Immerhin, wenn tatsächlich ein Fälscher am Werk war, dann musste er enorme Weitsicht bewiesen haben. Denn als die Karte in den fünfziger Jahren zum ersten Mal auftauchte, steckte die Radiokarbonmethode noch in den Kinderschuhen, und es war selbst für Experten kaum abzusehen, dass sich das Alter von Proben einmal derart genau bestimmen lässt. So argumentieren zumindest Harbottle und seine Kollegen. Andererseits kann natürlich auch ein Fälscher ein altes Pergament erworben haben, um seinem Werk ein möglichst authentisches Aussehen zu verpassen. Er hätte auch gleich eine Originalkarte verwenden und "einfach" die neuen Gebiete ergänzen können. Die offensichtlichen Unterschiede im zeichnerischen Stil sprechen für eine solche Hypothese.
Schließlich fand Harbottle schon zuvor bei einer statistischen Untersuchung der Verteilung von Spurenelementen in der Farbe, dass der Vinland-Teil mit etwas anderer Tinte gezeichnet wurde. Ob einfach nur ein neues Tintenfläschchen angebrochen wurde, vielleicht ein paar Tage oder Wochen zwischen den Zeichnungen vergangen sind, oder gar Jahrhunderte, das lässt sich bislang nicht sagen.
Und doch könnte die Farbe auf dem Pergament der Schlüssel zu dem Rätsel sein. Schon 1972 machte nämlich Walter McCrone von der Yale University stutzig, dass sie beträchtliche Anteile von Titandioxid in Form des Minerals Anatas enthält. Anatas ist in der Natur jedoch die seltenste Form des Titandioxids und wurde erst Anfang des 20. Jahrhunderts im großen Stil synthetisiert. 15 Jahre später konnten andere Forscher Anatas allerdings nur in geringen Spuren feststellen, wie sie durchaus auch in mittelalterlicher Eisengallustinte vorkommen.
Nichtsdestotrotz könnte Anatas die Fälschung überführen, wie Katherine Brown und Robin Clark vom University College London nun vermuten [2]. Die Forscher untersuchten mit Hilfe der Raman-Spektroskopie die chemischen Bestandteile der Tinte. Bei dieser Methode strahlt ein Laserstrahl auf das Objekt, wobei ein kleiner Teil des Lichts an den Molekülen mit anderer Wellenlänge zurückgestreut wird. Jede Chemikalie weist ein charakteristisches Spektrum auf und lässt sich so identifizieren.

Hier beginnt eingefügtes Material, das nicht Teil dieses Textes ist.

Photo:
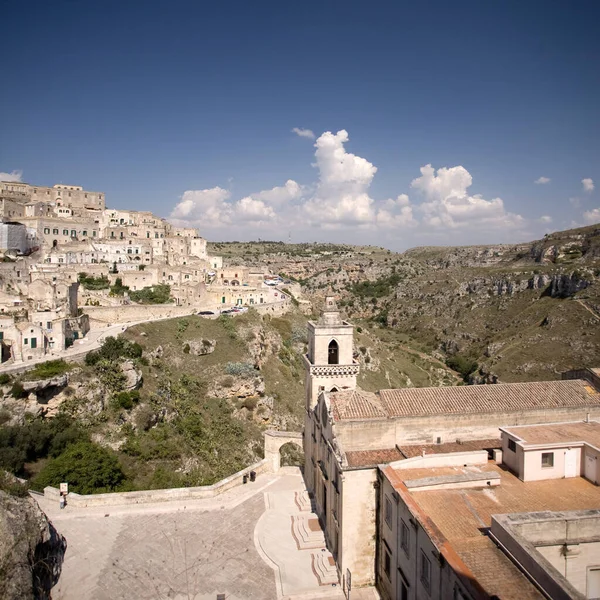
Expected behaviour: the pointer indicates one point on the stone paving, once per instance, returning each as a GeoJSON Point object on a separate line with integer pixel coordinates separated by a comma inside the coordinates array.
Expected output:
{"type": "Point", "coordinates": [239, 544]}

Auf diese Weise konnten die Wissenschaftler präzise herausfinden, an welchen Stellen der Karte Anatas zu finden ist – im Gegensatz zu vorherigen Untersuchungen, die lediglich Stichprobencharakter hatten. Das Ergebnis: Anatas ließ sich nur in der Tinte nachweisen, nicht jedoch an anderer Stelle auf dem Pergament, und das ist ungewöhnlich. Denn Eisengallustinte macht das Pergament brüchig, hinterlässt gelblich braune Spuren und bröckelt mit der Zeit ab. Die gelben Linien sind deutlich zu sehen, aber in der abgeblätterten schwarzen Farbe ist kein Anatas nachzuweisen. Offensichtlich befindet sich das Mineral nur in den gelblichen, gut haftenden Spuren. Das bedeutet dann aber auch, dass die schwarze Tinte auf Kohlenstoff basiert und nicht auf Eisen, denn letztere enthielte auch Anatas. Tinte auf Basis von Kohlenstoff würde aber nicht abblättern.

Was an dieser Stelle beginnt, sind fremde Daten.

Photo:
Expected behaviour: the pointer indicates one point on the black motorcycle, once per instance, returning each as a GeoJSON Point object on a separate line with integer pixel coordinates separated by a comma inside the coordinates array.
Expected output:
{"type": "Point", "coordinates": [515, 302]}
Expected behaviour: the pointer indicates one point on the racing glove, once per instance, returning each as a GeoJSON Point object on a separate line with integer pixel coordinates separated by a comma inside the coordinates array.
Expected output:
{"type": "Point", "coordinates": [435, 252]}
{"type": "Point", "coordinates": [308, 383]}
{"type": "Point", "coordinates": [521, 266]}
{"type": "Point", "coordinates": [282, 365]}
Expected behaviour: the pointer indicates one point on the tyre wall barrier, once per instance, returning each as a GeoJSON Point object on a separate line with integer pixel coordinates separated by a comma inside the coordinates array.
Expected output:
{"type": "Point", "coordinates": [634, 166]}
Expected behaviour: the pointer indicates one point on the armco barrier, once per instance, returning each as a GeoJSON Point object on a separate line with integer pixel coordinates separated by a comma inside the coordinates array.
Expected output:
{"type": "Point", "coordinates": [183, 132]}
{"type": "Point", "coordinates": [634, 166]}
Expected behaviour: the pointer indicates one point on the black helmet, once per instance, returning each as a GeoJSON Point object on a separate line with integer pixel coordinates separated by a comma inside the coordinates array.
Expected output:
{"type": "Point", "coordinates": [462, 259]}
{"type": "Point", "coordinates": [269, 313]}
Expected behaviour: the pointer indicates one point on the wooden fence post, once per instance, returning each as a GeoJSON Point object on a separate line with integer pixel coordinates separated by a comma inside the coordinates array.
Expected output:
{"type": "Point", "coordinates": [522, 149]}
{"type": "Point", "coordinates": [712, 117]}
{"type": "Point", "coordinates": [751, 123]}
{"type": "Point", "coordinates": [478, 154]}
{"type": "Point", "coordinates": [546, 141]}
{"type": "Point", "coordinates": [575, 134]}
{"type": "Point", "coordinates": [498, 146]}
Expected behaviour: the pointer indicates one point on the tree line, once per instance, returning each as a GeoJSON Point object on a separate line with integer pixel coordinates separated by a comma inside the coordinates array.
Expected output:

"Wenn man weiß, dass diese Art des Vergilbens ein typisches Merkmal mittelalterlicher Schriften ist, dann könnte ein geschickter Fälscher diese Alterung durch gelbe Linien in seinen Fälschungen nachahmen." Clark ist sich sicher: "Die Raman-Ergebnisse beweisen, dass die Karte erst nach 1923 gezeichnet wurde."

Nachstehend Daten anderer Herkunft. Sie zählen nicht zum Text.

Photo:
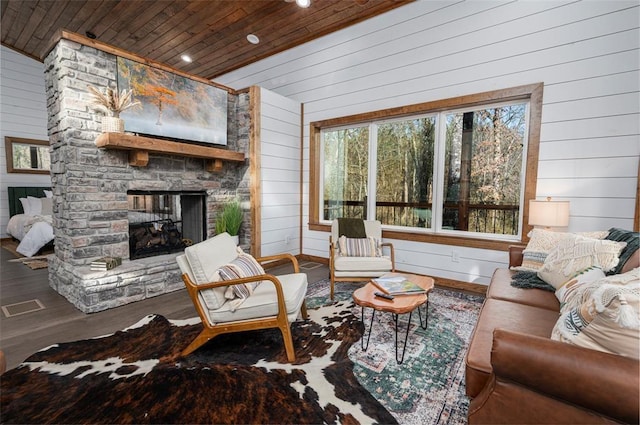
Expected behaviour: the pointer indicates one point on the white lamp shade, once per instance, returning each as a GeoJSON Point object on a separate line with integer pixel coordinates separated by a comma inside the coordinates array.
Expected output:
{"type": "Point", "coordinates": [549, 213]}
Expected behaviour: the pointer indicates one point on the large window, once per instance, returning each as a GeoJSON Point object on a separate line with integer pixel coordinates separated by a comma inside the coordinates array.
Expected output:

Ob die Vinland-Karte nun echt ist – wengistens in Teilen – oder nicht, an der Entdeckungsgeschichte Amerikas wird es nicht viel ändern. Denn auch ohne diesen Beweis ist verhältnismäßig sicher, dass isländische oder norwegische Seefahrer rund 500 Jahre vor Kolumbus die Neue Welt entdeckten.